Part of Victims and Prisoners Bill - Committee (7th Day) (Continued) – in the House of Lords am 9:15 pm ar 12 Mawrth 2024.

Danfonwch hysbysiad imi am ddadleuon fel hyn

Photo of Lord Bellamy Lord Bellamy The Parliamentary Under-Secretary of State for Justice 9:15, 12 Mawrth 2024

My Lords, I compliment the noble Baroness, Lady Fox of Buckley, for the force and sincerity with which she put forward her views, as indeed have other noble Lords who have supported Amendment 167, which would go down the road of the resentencing exercise that we have been discussing.

In setting out the Government’s position, I find it hard to improve on the remarks that the noble Lord, Lord Ponsonby, just made. This is a situation where we are dealing with the potential release of IPP offenders, who have committed mostly very serious sexual or violent offences.
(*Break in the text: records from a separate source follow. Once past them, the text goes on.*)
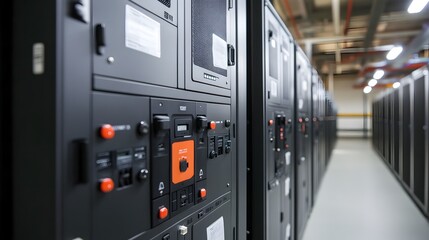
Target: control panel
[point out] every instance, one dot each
(160, 162)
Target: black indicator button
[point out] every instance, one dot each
(166, 237)
(162, 122)
(201, 123)
(143, 128)
(143, 174)
(227, 123)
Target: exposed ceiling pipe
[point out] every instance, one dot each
(411, 65)
(323, 40)
(309, 7)
(337, 28)
(348, 17)
(376, 12)
(292, 19)
(336, 16)
(416, 45)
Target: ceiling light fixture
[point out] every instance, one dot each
(367, 89)
(417, 6)
(378, 74)
(372, 82)
(396, 85)
(394, 52)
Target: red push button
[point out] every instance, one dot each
(106, 185)
(107, 131)
(212, 125)
(163, 213)
(203, 193)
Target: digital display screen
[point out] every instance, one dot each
(182, 128)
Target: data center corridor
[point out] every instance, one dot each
(360, 199)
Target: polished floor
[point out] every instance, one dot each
(360, 199)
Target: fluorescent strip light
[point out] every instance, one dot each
(417, 6)
(367, 89)
(396, 85)
(394, 52)
(372, 82)
(378, 74)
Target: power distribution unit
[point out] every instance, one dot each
(5, 119)
(318, 159)
(126, 120)
(403, 146)
(271, 123)
(303, 144)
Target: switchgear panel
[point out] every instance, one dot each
(271, 118)
(303, 144)
(139, 113)
(400, 136)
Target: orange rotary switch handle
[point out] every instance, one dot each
(203, 193)
(182, 161)
(212, 125)
(163, 213)
(107, 131)
(106, 185)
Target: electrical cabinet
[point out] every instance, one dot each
(271, 125)
(303, 144)
(127, 111)
(404, 147)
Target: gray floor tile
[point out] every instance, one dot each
(360, 199)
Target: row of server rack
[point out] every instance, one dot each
(400, 134)
(158, 120)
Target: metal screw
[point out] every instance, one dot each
(110, 60)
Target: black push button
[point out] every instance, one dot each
(143, 128)
(162, 122)
(183, 165)
(201, 123)
(227, 123)
(166, 237)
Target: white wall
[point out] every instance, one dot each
(350, 100)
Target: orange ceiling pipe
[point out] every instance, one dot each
(292, 19)
(388, 68)
(348, 17)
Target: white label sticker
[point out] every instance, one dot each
(300, 103)
(287, 232)
(38, 58)
(142, 33)
(216, 231)
(304, 86)
(274, 87)
(285, 55)
(287, 186)
(220, 52)
(287, 157)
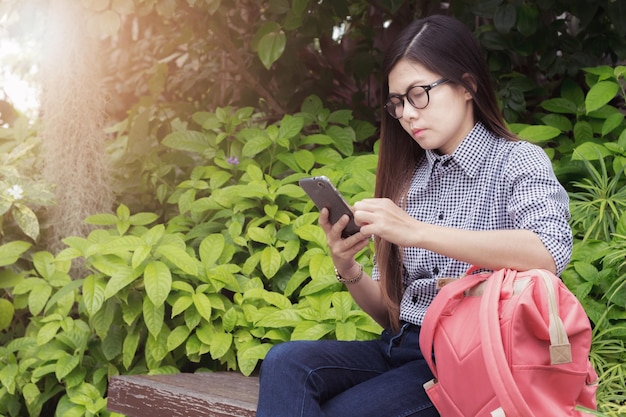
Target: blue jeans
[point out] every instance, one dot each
(377, 378)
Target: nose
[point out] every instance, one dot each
(409, 112)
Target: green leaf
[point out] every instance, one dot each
(249, 357)
(220, 344)
(504, 17)
(181, 304)
(158, 282)
(589, 151)
(65, 365)
(179, 257)
(6, 313)
(26, 219)
(47, 332)
(559, 105)
(309, 330)
(8, 373)
(93, 294)
(177, 337)
(129, 347)
(528, 19)
(343, 138)
(600, 94)
(11, 252)
(203, 305)
(305, 159)
(290, 126)
(346, 331)
(120, 279)
(537, 134)
(187, 140)
(611, 123)
(583, 131)
(255, 146)
(153, 316)
(270, 261)
(38, 298)
(261, 235)
(271, 47)
(211, 249)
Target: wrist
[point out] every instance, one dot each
(351, 276)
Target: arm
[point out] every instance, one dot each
(366, 292)
(494, 249)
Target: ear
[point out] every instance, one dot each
(472, 82)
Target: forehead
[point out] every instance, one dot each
(408, 73)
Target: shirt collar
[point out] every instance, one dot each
(469, 155)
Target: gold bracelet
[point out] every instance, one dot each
(354, 280)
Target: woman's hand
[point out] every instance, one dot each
(342, 250)
(384, 218)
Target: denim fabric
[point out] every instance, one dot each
(378, 378)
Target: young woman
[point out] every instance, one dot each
(454, 188)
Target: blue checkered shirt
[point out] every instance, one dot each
(488, 183)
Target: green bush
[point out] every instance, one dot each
(233, 261)
(240, 266)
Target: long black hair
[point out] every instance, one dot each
(446, 47)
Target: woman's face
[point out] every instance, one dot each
(449, 116)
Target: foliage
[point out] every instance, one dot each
(23, 192)
(196, 55)
(213, 254)
(239, 267)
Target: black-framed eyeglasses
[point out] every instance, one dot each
(417, 95)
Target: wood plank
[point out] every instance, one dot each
(211, 394)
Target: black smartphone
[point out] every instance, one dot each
(325, 194)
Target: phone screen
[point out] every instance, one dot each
(324, 194)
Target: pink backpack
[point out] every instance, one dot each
(508, 343)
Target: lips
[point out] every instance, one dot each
(417, 132)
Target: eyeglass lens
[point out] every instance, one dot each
(417, 96)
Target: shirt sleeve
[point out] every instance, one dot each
(538, 202)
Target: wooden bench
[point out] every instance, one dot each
(211, 394)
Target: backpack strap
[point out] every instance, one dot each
(500, 375)
(451, 292)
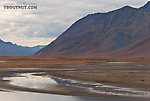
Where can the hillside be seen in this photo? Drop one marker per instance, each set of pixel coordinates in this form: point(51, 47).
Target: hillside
point(124, 32)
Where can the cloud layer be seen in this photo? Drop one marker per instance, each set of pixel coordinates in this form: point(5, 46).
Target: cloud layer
point(41, 26)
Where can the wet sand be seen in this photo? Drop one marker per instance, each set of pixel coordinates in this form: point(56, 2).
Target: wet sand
point(131, 75)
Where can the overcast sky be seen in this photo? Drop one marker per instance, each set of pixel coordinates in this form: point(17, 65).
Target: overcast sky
point(41, 26)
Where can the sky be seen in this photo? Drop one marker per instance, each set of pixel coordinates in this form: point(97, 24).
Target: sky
point(52, 17)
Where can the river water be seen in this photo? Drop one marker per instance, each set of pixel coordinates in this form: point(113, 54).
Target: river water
point(35, 80)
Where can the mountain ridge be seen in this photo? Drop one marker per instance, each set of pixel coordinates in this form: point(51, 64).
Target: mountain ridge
point(104, 35)
point(10, 49)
One would be overriding the decisions that the Parole Board has already taken, in most cases on multiple occasions, and would be putting the judge in the most difficult position.

Indeed, it is not a resentencing exercise in any normal sense of the word because, in most cases, the tariff has already expired. It is essentially a question of trying to do something different, dressed up as a resentencing exercise, to release persons who have already been held, on many occasions, to be unsafe to release. It is very difficult for the Government to go down that road. Again, there is a real risk, if one does go on that road, of wrongly raising the hopes of those who have put their faith in what is, in the Government’s view, not an appropriate way forward.

I want to add just one or two points. First, as the Committee is aware, I have on previous occasions—and I will do so on future occasions—emphasised the pressures we have at the moment on the prison population. The Government would be only too pleased to create further space in the prison population, or to relieve those pressures by releasing certain prisoners, but we have to consider the interests of public protection. It is not a question of being frightened of the media or of cowering in fear of the Daily Mail; it is a question of the protection of the public.

Any responsible Government would have to think very hard before a process that would allow the release, or that was envisaged to achieve the release—perhaps even unlicensed, without supervision—of large numbers of people in this position. I fully accept that the situation is regrettable. I accept the comments made by the noble and learned Lord, Lord Thomas, that it is very regrettable that the whole thing arose in the first place. Terrible things may well have been happening back in 2005, but we are where we are. I do not know whether the noble and learned Lord wants to intervene.